Note: 1 byte character can also be referred as single-byte character while 2 bytes characters can be referred as double-byte characters
Based on the above image, we can make the following observations:
- Full-Width characters take 2 bytes in Shift-JIS
- Half-Width characters take 1 byte in Shift-JIS
- UTF-8 and UTF-16 do not seem very optimized to take Japanese characters taking 3 bytes and 4 bytes respectively
Unsurprisingly, Shift-JIS was designed for the Japanese and therefore are more space efficient than the more international/universal versions like UTF-8. According to my friend and the article, Japan still requires users to switch between full-width and half-width characters. I have no clue as to why but I have heard that Asian countries such as Japan and Korea can be slow to modernize their digital infrastructures despite being technology leaders and innovators. The article suggests it is due to the bureaucracy and work culture not fostering a culture to take some risks and not seeing the need to fix what isn’t broken.

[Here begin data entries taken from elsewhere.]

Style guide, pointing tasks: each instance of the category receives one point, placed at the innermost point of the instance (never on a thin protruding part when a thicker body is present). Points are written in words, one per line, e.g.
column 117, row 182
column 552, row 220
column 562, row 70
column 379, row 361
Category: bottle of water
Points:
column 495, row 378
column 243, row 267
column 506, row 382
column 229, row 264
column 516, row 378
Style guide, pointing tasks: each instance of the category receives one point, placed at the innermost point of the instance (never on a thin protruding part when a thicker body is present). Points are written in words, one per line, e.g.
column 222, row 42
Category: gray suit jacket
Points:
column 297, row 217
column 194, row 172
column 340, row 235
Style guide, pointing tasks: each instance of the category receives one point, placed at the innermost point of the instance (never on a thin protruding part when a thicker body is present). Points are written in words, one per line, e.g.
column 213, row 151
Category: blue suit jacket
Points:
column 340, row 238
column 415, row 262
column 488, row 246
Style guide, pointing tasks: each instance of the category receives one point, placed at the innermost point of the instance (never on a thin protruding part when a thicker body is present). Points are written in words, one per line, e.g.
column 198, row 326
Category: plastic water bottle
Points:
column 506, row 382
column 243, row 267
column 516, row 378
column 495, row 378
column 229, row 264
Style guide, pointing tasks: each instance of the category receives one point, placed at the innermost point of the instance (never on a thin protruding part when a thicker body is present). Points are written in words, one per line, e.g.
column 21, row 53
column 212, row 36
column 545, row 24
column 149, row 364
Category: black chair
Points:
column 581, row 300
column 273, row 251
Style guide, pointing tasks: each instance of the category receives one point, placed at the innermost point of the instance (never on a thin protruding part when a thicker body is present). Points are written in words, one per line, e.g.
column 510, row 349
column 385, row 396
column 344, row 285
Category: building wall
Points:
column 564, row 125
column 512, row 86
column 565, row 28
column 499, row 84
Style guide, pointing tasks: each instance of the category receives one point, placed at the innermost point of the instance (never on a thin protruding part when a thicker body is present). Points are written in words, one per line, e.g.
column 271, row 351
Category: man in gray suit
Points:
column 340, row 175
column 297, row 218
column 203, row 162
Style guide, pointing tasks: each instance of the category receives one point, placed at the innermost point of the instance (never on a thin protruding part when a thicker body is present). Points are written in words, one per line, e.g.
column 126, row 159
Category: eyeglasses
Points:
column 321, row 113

The remaining content is not relevant to the title but is a refresher of Hex
Review of HEX
Computers work in binary which consists of only 0 or 1 (i.e. base 2). The decimal system we all use is base 10. Hexadecimal are base 16 and tend to be the favorite way to represent
a series of bytes due to its more compact form (or at least that’s what it seems like to me). Hexadecimal numbers have 16 values: 0-9 and A-F. In binary, a single bit can represent
2 values which can be expressed as 2^0. This means that 4 bits can represent 2^4 = 16 bits. This means a single hexidecimal digit can be represented using only 4 bits. Two
hexadecimal digit will therefore take 8 bits = 1 byte. That is why the half-character ア
takes up one byte as it is 0xB1
in Shift-JIS. B1
consists of two hexadecimal digits
and hence only 8 bits and therefore 1 byte. The full-width character ア
is 0x8341
which consists of 4 hexadecimal digits and therefore 4 * 4 bits = 16 bits or 2 bytes.